Overall, the thing that strikes me most forcefully – and that has made working through this chapter so depressing at times – is the lack of real curiosity that Dawkins demonstrates. He really doesn’t care about understanding how any of the stuff he’s talking about works. He really doesn’t care what the people who disagree with him say. He’s just not interested. And, no, I don’t mean that he ought to like it more; I don’t mean that he ought to show it some kind of pious respect. But without rather more attention to whether his descriptions actually apply as universally as he thinks they do, it’s unsurprising that those descriptions fail to be particularly penetrating.

Oh well.

2 Thoughts on “Interim verdict, on The God Delusion, ch.2

  1. GordonAckerman on March 19, 2008 at 12:27 am said:

    As I have been trying to dicuss Dawkins on my own blog I have been coming to the conclusion that he is not really trying that hard. He does not really seem to be attempting to change the mind of the believer, he hardly discusses the real issues.

    I have been coming to the opinion that perhaps all he is doing is trying to be some sort of “champion” for the atheist cause. One that other atheists can look up to and say, “Dawkins defeated that theist lot.” And they will never notice that he didn’t because they never really looked at his arguments, or lack of them.

    He seems instead to be trying to construct a narrative for the atheist, the tired arguments that mean nothing that they will trot out, the trivialising tone that they will copy and the common paranioa that they will adopt to help them huddle together.

    So I am thinking that perhaps it is worth while engaging in this discussion and just saying, “No, he didn’t slay us at all; in fact all he shot was his own foot.”

  2. I know what you mean, I think, but I’m not sure I quite agree. That is, I think that although the effect of the book might in part be just as you say, I’m not sure I see Dawkins’ intention in quite the way you do.

    I do think Dawkins has been sloppy in his research, and that there are places where he ‘revels in ignorance’, or substitutes ridicule for argument. But I also think that, given some of the basic assumptions he is making, those apparently slipshod approaches make good sense on the peripheries of his main arguments. He can afford to be sloppy in his research, and resort to ridicule, where he is convinced that what he is discussing is simply fatuous – the spoutings of ‘fairyologists’ which would be given an inappropriate air of considerability and intelligibility were one to start arguing with them in detail. If you think theologians are like fairyologists, there’s no need to do careful research on what they say about God being somehow three-personned; it is enough to hold it up and say ‘Look at this!
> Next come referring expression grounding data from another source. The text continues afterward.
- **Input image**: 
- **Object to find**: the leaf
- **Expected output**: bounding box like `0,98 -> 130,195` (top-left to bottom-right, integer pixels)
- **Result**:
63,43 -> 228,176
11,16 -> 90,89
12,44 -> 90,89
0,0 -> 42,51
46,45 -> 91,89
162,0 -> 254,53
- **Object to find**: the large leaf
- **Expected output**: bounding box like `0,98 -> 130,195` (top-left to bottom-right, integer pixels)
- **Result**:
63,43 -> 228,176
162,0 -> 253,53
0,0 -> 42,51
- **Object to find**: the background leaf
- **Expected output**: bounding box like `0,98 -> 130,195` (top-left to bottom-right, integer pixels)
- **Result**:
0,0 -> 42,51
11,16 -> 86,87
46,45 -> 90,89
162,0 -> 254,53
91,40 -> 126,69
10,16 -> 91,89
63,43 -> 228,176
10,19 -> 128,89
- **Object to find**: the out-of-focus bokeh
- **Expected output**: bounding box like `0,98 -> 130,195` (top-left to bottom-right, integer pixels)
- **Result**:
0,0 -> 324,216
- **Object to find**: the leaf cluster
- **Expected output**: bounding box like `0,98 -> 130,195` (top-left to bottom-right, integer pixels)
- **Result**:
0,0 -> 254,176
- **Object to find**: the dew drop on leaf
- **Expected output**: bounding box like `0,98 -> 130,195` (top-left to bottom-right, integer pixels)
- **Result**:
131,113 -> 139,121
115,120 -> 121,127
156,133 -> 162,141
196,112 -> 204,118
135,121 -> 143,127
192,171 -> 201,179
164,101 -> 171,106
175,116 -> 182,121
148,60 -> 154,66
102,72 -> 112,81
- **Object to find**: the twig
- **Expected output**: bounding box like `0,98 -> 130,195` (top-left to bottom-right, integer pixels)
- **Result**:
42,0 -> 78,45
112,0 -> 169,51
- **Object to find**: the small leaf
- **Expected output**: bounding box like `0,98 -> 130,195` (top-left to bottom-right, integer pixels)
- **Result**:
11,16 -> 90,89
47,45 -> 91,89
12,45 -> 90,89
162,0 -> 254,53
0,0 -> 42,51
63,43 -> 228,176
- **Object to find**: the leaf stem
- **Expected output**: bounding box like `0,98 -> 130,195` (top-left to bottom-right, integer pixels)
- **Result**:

This is where fairyology gets you.’ (Someone who tried to argue in detail that fairy wings were aerodynamically insufficient to produce the patterns of flight that fairyologists claim to see might well be thought to be taking it all too seriously: all he really needed to do was to quote the fairyologists in public, and show how pathetic their scribblings look when exposed in the light of day.) And, as I say, the matters in question are, in any case, entirely peripheral parts of his strategy (from his point of view): they do not really touch the heart of his central, Darwinian argument against the existence of God.

    So I don’t think that he is deliberately trying to pull the wool over anyone’s eyes: I don’t doubt his seriousness and integrity. (I also don’t doubt that there are plenty of Christian apologists who confirm all his worst suspicions about the integrity and worth of theology.)

    I’m more interested in trying to uncover the basic conceptual moves that allow someone of intelligence, wit and integrity to write this stuff that I find so deeply frustrating: what does he have to believe for this way of proceeding to make sense for him, when it makes so little sense for me? So some of my blog has consisted of my trying to point out where he proceeds in ways I find frustrating, part of it in trying to understand why he proceeds in those ways, and part of it trying to sketch some alternatives.